One officer found the lost man sunk up to his waist in a marshy area. Stressed and confused, the senior citizen would not have lasted long out there. Henderson was amazed to hear the police chief on the news, praising the GIS maps that helped him pinpoint where to send his officers. “It was an absolute career-type moment to have the police chief say that the map you made helped save somebody,” he recalls.
The episode motivated Henderson to make location intelligence technology better known. “God forbid the town that doesn’t have similar maps, or the person who doesn’t have access, and something tragic happens because the right information wasn’t in the right person’s hands,” he says. “That’s what drives me.”
Professor Recalls Energy and Drive
His attitude does not surprise Ray Oldakowski. He was Henderson’s geography professor and mentor at JU, and later became a colleague after Henderson returned to Jacksonville to work for CSX.
Oldakowski remembers Henderson working at a restaurant bar and installing above-ground pools while going to school. “He’s always been very ambitious,” the professor says. “He makes opportunities for himself. He tries to show innovative ways to use the technology in the company, as opposed to being just a map servant, where people say, Make me a map of this or Make me a map of that.”
Henderson is even introducing location intelligence to today’s students. Oldakowski describes how he and Henderson have taught visiting high school students at JU. “Erik would talk to them about how to use GIS in the railroad industry. And then I’d talk a little bit about spatial analysis in general. And then they’d go out and get to fly the drone.”
Oldakowski praises his former student’s “dedication to people who have helped him,” saying, “He goes far above and beyond what almost any alumnus would do for a university.”
Innovating on Deadline as Hurricane Florence Approaches
Traveling from Jacksonville to the coast of the Carolinas, trying to meet an inflexible and fast-approaching deadline, Henderson and his CSX teammates found themselves tweaking the new GIS app even as they rode into the outer bands of Hurricane Florence.
What they planned was so new that the company’s repair crews, chainsaw teams, and other personnel deployed on the ground looked at them like they were unwelcome tourists. It didn’t help when Henderson explained just exactly what his team would be doing while the crews were hauling trees off tracks and cutting up downed wood.
“Well, we’re supposed to follow you and take pictures,” Henderson says he told the crews, recalling how unhelpful that sounded. “I’m standing there in front of these people who are holding chainsaws, and I’m holding a little toy drone like the ones some of them bought their kids for Christmas.”
But it didn’t take long for the new team to hit its stride. As the crews sloshed across muddy, sometimes flooded ground, picking their way around downed trees and dangerous washouts that left stretches of track dangling in the air, Henderson’s group launched a drone.
It sent back clear images of the tracks ahead so executives and decision-makers in the hurricane room in Jacksonville could begin their assessment.
“Their drones enabled us capture footage of damaged areas of our network faster,” says Johnson, the engineering vice president. “We were able to assess damage and deploy resources without having employees in unsafe environments or wasting precious time.”
Get the Drone Team!
Before long, the chainsaw gangs and the heavy machinery operators saw the benefit, too.

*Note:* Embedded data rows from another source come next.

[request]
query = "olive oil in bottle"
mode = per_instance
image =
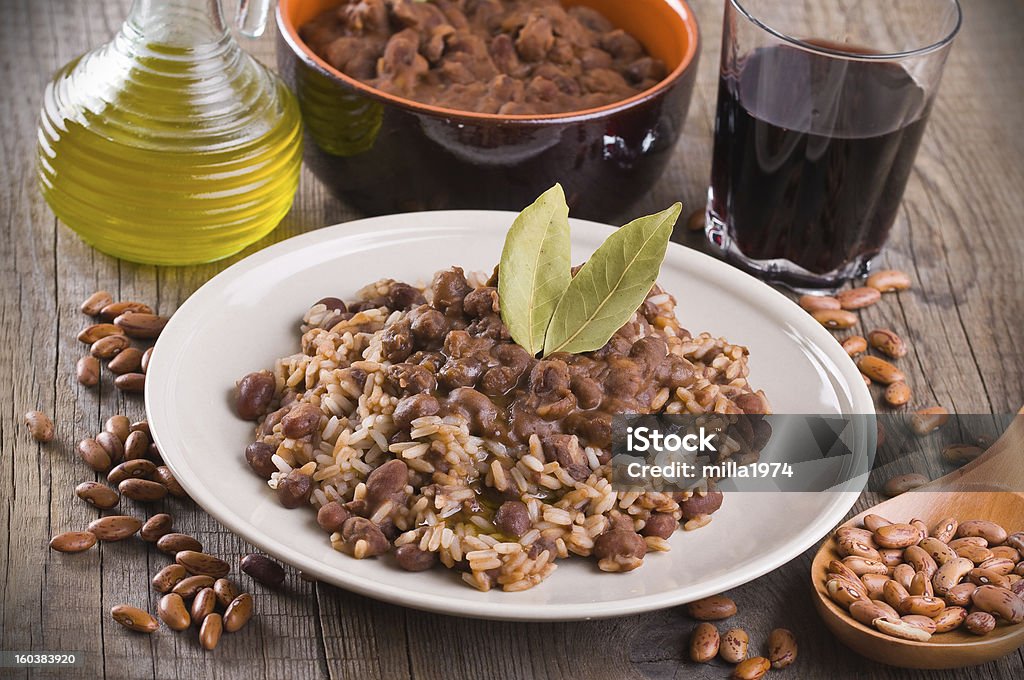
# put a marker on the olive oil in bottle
(169, 144)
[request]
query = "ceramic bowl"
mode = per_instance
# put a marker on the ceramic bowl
(384, 154)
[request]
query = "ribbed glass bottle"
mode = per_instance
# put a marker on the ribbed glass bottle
(169, 144)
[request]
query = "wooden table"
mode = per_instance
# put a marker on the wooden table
(960, 234)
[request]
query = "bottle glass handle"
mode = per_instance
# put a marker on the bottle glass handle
(252, 16)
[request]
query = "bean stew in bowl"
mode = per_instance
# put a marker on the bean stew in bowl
(484, 103)
(418, 421)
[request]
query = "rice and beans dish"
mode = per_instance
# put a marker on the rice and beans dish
(419, 431)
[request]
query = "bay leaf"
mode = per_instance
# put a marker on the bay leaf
(535, 268)
(611, 286)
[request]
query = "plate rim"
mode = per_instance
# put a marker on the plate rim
(854, 387)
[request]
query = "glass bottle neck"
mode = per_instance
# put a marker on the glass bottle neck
(178, 23)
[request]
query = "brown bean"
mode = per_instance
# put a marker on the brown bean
(97, 495)
(263, 569)
(897, 394)
(960, 595)
(836, 319)
(851, 546)
(920, 621)
(254, 393)
(1000, 565)
(887, 342)
(896, 536)
(945, 529)
(133, 383)
(984, 528)
(752, 669)
(188, 586)
(119, 425)
(169, 577)
(115, 309)
(705, 643)
(115, 527)
(73, 541)
(926, 421)
(980, 623)
(136, 445)
(715, 607)
(172, 611)
(901, 629)
(209, 633)
(240, 610)
(950, 574)
(894, 593)
(862, 565)
(107, 348)
(140, 325)
(781, 647)
(888, 281)
(166, 477)
(854, 345)
(40, 426)
(902, 483)
(937, 550)
(858, 298)
(225, 591)
(87, 371)
(144, 362)
(142, 491)
(172, 544)
(873, 585)
(94, 455)
(204, 604)
(982, 577)
(294, 490)
(814, 303)
(127, 360)
(301, 421)
(157, 526)
(90, 334)
(922, 585)
(733, 645)
(95, 302)
(880, 370)
(999, 601)
(133, 469)
(332, 516)
(949, 619)
(865, 611)
(202, 563)
(134, 619)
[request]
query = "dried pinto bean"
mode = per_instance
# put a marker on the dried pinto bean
(294, 490)
(134, 619)
(73, 542)
(157, 527)
(255, 391)
(40, 426)
(97, 495)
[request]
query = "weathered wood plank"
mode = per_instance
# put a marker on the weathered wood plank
(958, 234)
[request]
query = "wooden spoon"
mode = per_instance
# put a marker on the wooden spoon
(989, 487)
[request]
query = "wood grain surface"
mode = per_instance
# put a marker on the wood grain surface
(960, 232)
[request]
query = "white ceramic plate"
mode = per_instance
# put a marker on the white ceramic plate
(248, 315)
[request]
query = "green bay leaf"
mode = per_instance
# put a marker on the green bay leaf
(535, 268)
(611, 286)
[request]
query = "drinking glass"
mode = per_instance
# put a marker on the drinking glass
(821, 108)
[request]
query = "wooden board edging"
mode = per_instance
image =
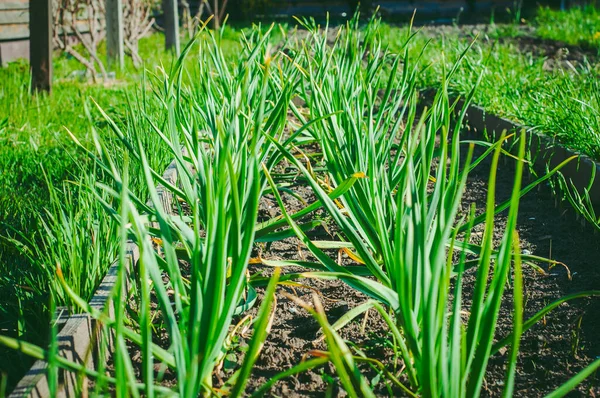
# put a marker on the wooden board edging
(78, 338)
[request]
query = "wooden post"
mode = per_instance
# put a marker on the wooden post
(171, 25)
(115, 49)
(216, 22)
(40, 44)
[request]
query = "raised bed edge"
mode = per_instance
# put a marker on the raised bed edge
(77, 337)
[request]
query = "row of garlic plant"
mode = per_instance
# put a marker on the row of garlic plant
(402, 220)
(225, 127)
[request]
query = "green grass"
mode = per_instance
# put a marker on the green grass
(227, 104)
(577, 26)
(559, 101)
(37, 154)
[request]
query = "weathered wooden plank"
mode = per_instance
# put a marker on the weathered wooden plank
(171, 25)
(14, 32)
(9, 17)
(40, 49)
(14, 5)
(115, 47)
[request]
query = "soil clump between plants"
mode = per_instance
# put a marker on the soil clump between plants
(551, 352)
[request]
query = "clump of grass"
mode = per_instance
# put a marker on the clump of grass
(575, 26)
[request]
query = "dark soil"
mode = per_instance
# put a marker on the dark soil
(551, 352)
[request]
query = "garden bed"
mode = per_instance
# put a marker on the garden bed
(180, 330)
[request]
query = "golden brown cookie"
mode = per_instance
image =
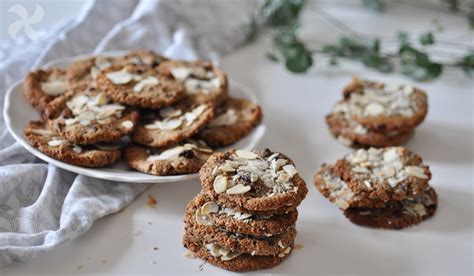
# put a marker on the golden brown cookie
(208, 212)
(234, 120)
(233, 261)
(170, 125)
(43, 139)
(398, 214)
(386, 174)
(183, 158)
(139, 86)
(42, 86)
(89, 117)
(253, 181)
(353, 134)
(202, 80)
(383, 107)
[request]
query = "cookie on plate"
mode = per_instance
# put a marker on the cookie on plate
(170, 125)
(353, 134)
(383, 107)
(209, 212)
(183, 158)
(234, 120)
(229, 260)
(398, 214)
(89, 117)
(43, 139)
(383, 188)
(42, 86)
(254, 181)
(139, 86)
(202, 80)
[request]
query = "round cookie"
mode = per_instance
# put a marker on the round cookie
(386, 174)
(187, 157)
(170, 125)
(235, 242)
(202, 80)
(139, 86)
(43, 139)
(234, 120)
(258, 181)
(398, 214)
(90, 118)
(382, 107)
(232, 261)
(353, 134)
(42, 86)
(331, 186)
(208, 212)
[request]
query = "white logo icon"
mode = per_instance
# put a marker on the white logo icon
(25, 21)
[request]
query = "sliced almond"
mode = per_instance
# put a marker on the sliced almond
(42, 132)
(246, 154)
(127, 124)
(54, 87)
(416, 172)
(220, 184)
(290, 170)
(209, 207)
(120, 77)
(238, 189)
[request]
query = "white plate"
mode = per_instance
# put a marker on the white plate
(17, 113)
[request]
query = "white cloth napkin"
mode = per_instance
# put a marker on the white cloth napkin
(42, 206)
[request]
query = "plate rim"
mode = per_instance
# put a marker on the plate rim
(145, 178)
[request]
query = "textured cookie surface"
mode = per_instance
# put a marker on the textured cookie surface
(186, 157)
(208, 212)
(392, 173)
(273, 245)
(258, 181)
(139, 86)
(43, 139)
(233, 261)
(353, 134)
(398, 214)
(234, 120)
(171, 125)
(89, 118)
(382, 107)
(42, 86)
(202, 80)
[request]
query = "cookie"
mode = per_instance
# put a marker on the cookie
(353, 134)
(234, 120)
(42, 86)
(139, 86)
(187, 157)
(383, 107)
(208, 212)
(236, 242)
(202, 80)
(387, 174)
(253, 181)
(170, 125)
(233, 261)
(89, 118)
(398, 214)
(43, 139)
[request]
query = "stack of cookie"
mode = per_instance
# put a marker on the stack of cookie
(244, 218)
(373, 114)
(170, 109)
(383, 188)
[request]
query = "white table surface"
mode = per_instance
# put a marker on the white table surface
(294, 108)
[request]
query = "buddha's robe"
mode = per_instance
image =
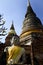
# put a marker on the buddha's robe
(14, 54)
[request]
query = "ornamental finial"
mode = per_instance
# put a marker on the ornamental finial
(28, 3)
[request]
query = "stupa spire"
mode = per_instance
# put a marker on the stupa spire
(28, 3)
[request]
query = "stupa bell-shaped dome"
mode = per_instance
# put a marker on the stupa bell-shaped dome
(31, 23)
(12, 30)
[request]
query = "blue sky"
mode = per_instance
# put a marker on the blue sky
(15, 10)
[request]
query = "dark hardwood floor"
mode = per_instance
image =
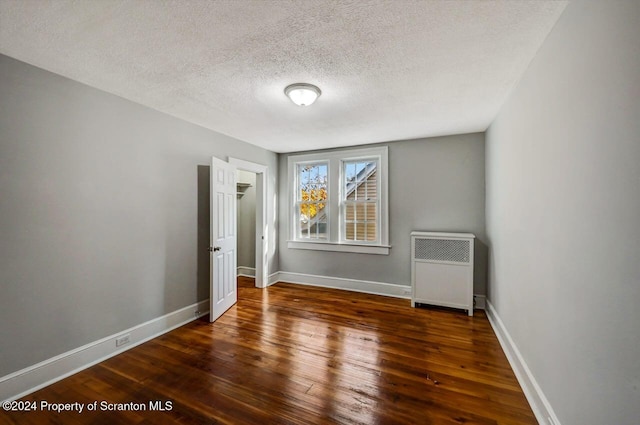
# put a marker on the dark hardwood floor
(293, 354)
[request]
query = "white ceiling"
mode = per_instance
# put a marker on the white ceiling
(388, 69)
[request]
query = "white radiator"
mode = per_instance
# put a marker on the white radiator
(442, 269)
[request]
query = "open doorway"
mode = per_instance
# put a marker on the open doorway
(246, 212)
(252, 235)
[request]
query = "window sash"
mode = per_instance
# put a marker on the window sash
(360, 212)
(306, 210)
(331, 233)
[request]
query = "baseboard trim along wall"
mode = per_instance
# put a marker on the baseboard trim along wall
(539, 403)
(246, 271)
(365, 286)
(33, 378)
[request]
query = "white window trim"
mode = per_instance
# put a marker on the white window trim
(333, 242)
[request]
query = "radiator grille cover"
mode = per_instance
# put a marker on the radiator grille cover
(442, 250)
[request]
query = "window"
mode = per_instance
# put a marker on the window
(312, 193)
(339, 201)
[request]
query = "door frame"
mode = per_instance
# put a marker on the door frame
(262, 235)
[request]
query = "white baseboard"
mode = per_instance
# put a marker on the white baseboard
(40, 375)
(273, 278)
(369, 287)
(246, 271)
(480, 302)
(539, 404)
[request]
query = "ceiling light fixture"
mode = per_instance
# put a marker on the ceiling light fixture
(302, 94)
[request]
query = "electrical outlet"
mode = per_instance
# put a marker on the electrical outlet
(124, 339)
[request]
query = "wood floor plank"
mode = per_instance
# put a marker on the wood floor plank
(298, 355)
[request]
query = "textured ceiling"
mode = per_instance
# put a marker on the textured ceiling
(388, 70)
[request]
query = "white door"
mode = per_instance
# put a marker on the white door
(223, 292)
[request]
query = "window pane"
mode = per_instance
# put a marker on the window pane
(360, 195)
(312, 194)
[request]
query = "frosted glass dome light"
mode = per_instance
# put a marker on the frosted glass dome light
(302, 94)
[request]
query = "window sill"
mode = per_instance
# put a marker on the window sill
(340, 247)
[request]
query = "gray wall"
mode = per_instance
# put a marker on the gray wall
(434, 184)
(247, 221)
(104, 213)
(563, 210)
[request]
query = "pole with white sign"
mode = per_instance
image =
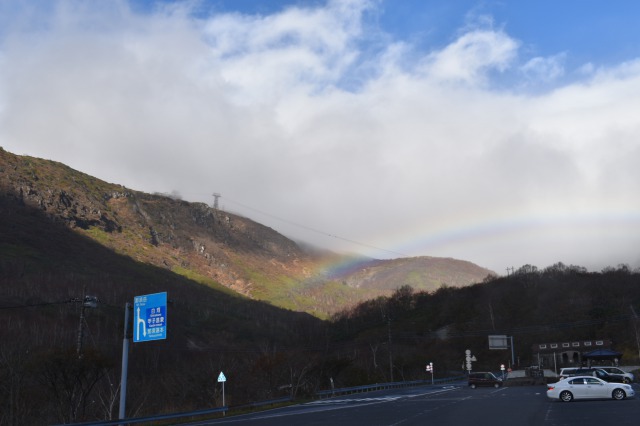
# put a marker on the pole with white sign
(222, 379)
(430, 370)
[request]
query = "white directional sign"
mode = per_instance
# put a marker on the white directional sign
(150, 313)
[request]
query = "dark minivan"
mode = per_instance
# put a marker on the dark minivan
(484, 379)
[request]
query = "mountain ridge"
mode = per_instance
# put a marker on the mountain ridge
(217, 248)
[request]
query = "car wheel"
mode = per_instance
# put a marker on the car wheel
(619, 394)
(566, 396)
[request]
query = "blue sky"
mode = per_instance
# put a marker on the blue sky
(500, 132)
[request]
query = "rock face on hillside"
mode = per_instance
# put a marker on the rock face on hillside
(212, 246)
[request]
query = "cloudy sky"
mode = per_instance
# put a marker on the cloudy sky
(498, 131)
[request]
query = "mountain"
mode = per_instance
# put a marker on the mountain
(213, 247)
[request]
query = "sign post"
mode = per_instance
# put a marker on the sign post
(469, 359)
(430, 370)
(222, 379)
(150, 313)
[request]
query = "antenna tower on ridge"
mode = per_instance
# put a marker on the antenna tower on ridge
(216, 196)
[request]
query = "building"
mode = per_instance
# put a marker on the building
(566, 354)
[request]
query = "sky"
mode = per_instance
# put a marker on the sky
(501, 132)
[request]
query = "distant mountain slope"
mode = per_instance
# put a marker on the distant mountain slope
(213, 247)
(421, 273)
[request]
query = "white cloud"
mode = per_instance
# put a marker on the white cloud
(420, 157)
(469, 57)
(544, 69)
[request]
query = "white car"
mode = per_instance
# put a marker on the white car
(616, 370)
(587, 387)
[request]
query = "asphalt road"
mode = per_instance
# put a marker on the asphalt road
(447, 405)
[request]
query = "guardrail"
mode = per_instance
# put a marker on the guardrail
(381, 386)
(180, 415)
(324, 393)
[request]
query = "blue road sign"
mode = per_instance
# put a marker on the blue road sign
(150, 313)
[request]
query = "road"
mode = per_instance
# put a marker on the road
(446, 405)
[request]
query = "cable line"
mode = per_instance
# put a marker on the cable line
(315, 230)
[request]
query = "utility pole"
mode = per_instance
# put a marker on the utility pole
(635, 326)
(125, 363)
(87, 302)
(216, 196)
(390, 357)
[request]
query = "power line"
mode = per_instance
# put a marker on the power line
(315, 230)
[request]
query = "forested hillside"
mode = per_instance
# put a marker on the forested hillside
(60, 244)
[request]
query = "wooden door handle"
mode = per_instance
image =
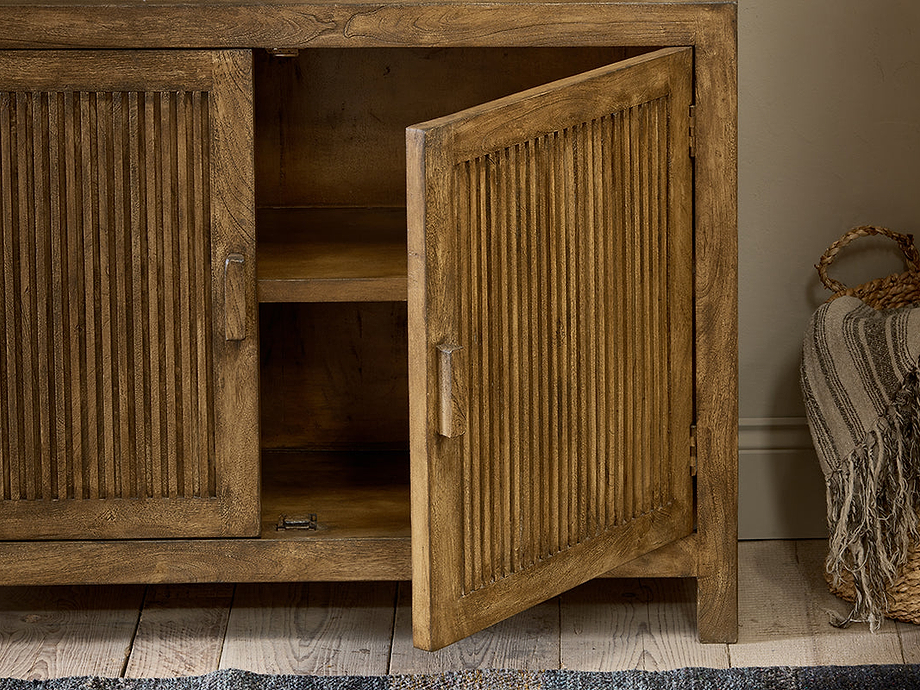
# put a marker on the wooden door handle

Henderson and his team used cameras mounted on drones to show ground crews what obstacles lay farther down the line. When the drones spotted enormous downed trees, supervisors sent the chainsaw crews elsewhere and called in cranes and bulldozers. This saved many hours, allowed managers to deploy crews effectively, and sped up the process of clearing thousands of trees and repairing bridges and tracks.
After a day or two, the crews started saying, “Somebody get the drone guys. I’m not going out on the track without the drone guys.”
Inside the Hurricane Operations Room
As the drone images reached headquarters in Jacksonville, the effect was immediate and electric.
The first interactive map wowed the decision-makers gathered in the hurricane-response room. When they asked for locations and conditions of various assets, or the status of communications networks and the power grid, the GIS team layered that data into smart maps and added color codes to note the status of each area.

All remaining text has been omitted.